A spokesperson for the Adams administration confirmed that the vetoes have been sent. A spokesperson for the City Council said that the council is expected to override all four of them. The four bills all originally passed with veto-proof majorities on Oct. 9.
“These vetoes are just the latest display of governing incompetence and a profoundly ignorant rejection of policies that would directly benefit working-class New Yorkers,” City Council spokesperson Julia Agos said in a statement. “By blocking these bills that strengthen pay equity, protect tenants from being rent burdened, and bring long-overdue accountability to the City’s contracting system, the mayor is once again abandoning the people he claims to represent.”
The pay equity bills are sponsored by Council Members Amanda Farías and Tiffany Cabán, the bill addressing housing voucher contribution limits is sponsored by Diana Ayala, and the Office of Contract Services bill is sponsored by Speaker Adrienne Adams.
The Adams administration suggested the Office of Contract Services bill would interfere with existing work being done to speed contract payments. “Unfortunately, Intro. 1248-B would stall this critical progress by creating a new office with an overly-rigid structure and without real power over city procurement, thus potentially splitting various contracting functions, sowing confusion over roles, and wasting valuable government resources,” a City Hall spokesperson said in a statement.
As for Ayala’s housing voucher legislation, the Adams administration pointed to a need to be fiscally responsible to ensure the CityFHEPS voucher program’s longevity. “The Adams administration has operated CityFHEPS in the best interests of the most vulnerable New Yorkers, and we have consistently maintained that the state and (Department of Social Services) – not the City Council – has the authority to regulate this program,” a City Hall spokesperson said in a statement.
The Adams administration called the pair of pay equity bills burdensome and argued they wouldn’t achieve their intended results because there isn’t a mechanism to force private employers to institute equitable pay. “While we support the intent of these two bills, this legislation imposes a burdensome and unnecessary data collection effort on New York City’s employers and businesses without meaningful results, which is why the mayor has vetoed these bills,” a City Hall spokesperson said in a statement.

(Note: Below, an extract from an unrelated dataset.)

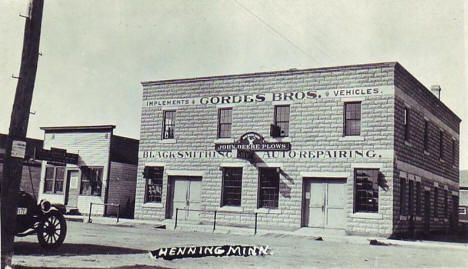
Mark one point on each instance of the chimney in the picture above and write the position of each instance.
(435, 89)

There are just four stated meetings to go this year until Mayor-elect Zohran Mamdani takes office and a new City Council speaker is appointed. Council members only have a limited time to pass legislation – and Mayor Adams only has limited time to veto anything he doesn’t want in play when the Mamdani administration sweeps into City Hall. Come January, any bills still in the legislative pipeline will have to be re-introduced.

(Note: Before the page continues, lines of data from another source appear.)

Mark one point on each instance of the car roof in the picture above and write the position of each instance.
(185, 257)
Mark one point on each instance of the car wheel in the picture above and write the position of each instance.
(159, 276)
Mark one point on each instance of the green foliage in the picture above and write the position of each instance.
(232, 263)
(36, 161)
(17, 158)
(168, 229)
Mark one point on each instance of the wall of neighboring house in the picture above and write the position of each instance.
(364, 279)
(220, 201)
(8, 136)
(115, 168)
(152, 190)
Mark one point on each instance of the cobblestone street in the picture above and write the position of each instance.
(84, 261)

The mayor and City Council have been locked in multiple fights over vetoed legislation – including over eight vetoes that members went on to override. Tensions have steadily intensified between the two wings of City Hall over the past four years. Just two months ago, the City Council overrode three of Adams’ vetoes pertaining to decriminalizing street vending and raising wages for grocery delivery workers.
If the vetoes proceed, the City Council will officially receive them during their next stated meeting, which is scheduled for Wednesday. At that point, members would have 30 days to override them.